It’s hard to believe that I am starting my FOURTH week here in Tanzania. I feel like I’ve learned so many new things since I’ve posted last, so I’m going to attempt to fill you in on everything in this post.

Here goes, hapa tunakwenda!

1) My Swahili is certainly improving, and I am even able to go to the market and barter for supplies and food that I need! Originally, the sellers in the market charge us far more than the expected price, but they are usually pretty impressed when we are able to say “Haiwezekani! Punguza bei”, which translates to “that’s impossible, reduce the price!” Last week, for approximately one dollar and fifteen cents, I was able to buy 4 avocados (parachichi), a watermellon (tikitimaji), a pile of oranges (chungwa), and a handful of hot peppers (pilipili hoho)! For the next week and a half, all of our Swahili classes will be on technical equipment and instructions so we will be prepared as best as possible for the language barriers that will face us at the hospitals. We also learned how to tell time, which is incredibly confusing because “swahili time” operates completely differently than we are used to. They see 6am as the start of the day, or “zero hour of the day”, therefore 7am is seen as “1 o clock” or the first hour of the day. They also don’t really have a way to say minutes, so if you say you would like to meet at 6 oclock (or, noon) a person can show up anytime during that hour and still be considered on time!

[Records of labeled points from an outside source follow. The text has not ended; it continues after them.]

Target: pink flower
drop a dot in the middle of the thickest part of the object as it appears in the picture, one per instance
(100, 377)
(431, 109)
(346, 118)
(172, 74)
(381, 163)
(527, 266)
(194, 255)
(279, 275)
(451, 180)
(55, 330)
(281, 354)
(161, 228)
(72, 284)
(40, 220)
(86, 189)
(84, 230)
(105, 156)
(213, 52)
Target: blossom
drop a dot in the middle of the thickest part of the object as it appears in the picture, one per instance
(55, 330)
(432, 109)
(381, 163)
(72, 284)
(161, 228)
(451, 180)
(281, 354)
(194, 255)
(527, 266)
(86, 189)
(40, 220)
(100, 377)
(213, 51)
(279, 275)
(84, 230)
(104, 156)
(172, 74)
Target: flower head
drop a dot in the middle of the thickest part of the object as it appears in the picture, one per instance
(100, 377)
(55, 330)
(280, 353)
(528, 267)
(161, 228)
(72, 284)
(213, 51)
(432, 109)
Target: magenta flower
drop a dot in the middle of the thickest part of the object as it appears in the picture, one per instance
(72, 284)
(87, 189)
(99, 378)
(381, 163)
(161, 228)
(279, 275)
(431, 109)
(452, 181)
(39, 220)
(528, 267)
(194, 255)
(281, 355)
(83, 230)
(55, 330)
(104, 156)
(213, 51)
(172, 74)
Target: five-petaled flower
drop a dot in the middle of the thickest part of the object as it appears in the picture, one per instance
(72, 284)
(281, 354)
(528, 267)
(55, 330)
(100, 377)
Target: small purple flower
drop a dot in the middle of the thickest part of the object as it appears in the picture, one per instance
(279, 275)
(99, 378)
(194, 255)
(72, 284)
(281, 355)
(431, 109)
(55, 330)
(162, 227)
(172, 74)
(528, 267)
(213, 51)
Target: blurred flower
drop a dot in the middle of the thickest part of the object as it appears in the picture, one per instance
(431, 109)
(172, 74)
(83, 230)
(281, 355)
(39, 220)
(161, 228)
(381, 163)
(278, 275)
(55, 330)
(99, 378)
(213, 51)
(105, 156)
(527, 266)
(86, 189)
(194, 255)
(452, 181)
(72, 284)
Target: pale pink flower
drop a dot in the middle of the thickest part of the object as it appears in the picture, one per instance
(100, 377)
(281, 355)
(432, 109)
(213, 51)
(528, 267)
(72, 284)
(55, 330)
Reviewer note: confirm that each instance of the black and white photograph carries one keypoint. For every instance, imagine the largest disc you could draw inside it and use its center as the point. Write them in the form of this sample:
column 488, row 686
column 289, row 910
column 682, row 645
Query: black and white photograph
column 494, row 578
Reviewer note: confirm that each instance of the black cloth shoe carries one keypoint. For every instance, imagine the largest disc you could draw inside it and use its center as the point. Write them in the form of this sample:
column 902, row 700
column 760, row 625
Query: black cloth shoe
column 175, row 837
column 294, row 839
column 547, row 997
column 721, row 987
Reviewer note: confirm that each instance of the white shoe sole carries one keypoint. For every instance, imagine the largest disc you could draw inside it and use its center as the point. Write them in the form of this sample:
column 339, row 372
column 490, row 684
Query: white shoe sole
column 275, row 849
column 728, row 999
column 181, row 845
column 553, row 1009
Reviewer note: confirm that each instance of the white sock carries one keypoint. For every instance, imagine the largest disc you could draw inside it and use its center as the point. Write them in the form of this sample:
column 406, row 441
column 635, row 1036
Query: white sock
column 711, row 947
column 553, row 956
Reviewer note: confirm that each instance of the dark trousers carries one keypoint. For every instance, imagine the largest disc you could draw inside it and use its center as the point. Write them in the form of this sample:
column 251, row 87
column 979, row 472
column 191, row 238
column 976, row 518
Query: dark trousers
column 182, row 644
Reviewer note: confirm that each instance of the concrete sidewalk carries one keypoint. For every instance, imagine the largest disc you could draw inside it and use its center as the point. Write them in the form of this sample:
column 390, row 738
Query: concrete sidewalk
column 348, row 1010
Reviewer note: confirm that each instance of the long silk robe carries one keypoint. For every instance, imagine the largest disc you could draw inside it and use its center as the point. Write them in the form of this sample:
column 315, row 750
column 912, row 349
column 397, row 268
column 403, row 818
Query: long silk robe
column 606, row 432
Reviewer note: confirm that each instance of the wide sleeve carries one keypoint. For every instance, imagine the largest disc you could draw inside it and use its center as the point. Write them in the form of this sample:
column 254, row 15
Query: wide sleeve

2) On friday, we had a chance to really immerse ourselves in a hospital about 30 minutes from our school, Mt. Meru hospital. This hospital was much bigger than where we had worked pervious weeks, and spanned about a football field of space. One thing my classmates and I were commenting on is that we haven’t walked on stairs since coming here, because everything in Tanzania is one floor, and I have yet to see a building with multiple stories, and Mt. Meru hospital was no exception to the rule. The single story hospital was incredibly open, with all the hallways outdoors and most patient rooms having only a roof or a short wall with open spaces instead of windows. “So much for privacy…” I thought as I passed a ‘room’ full of 50 patient beds lining the walls, open for all to see. Our group was led to an office for the hospital technicians, and they welcomed us inside, where a family of kittens spunkily greeted us. Some sort of organization would have been a huge improvement, for the room was coated in boxes and piles of broken or damaged equipment. The back wall was completely stacked with “plumpy packs” a sort of fortified peanut butter designed by the World Health Organization for extremely malnourished children. My partner, Simona, and I noticed an oxygen concentrator (used to provide pure oxygen to a patient who needed assistance in breathing) which we had learned to repair earlier that week in class. Excitedly, we took it outside to examine the damages. After a few hours of replacing and resoldering broken wires, locating alternative filter options and cleaning the filters we could not replace, and a through scrubbing of the device (inside and out), we confidently proclaimed that the equipment was in great shape! To test it, we hooked it up to a gas mask and held a candle to the oxygen output to make sure it would facilitate patient breathing, and I could not help but smile as I watched the candle burn much brighter when placed next to the oxygen output.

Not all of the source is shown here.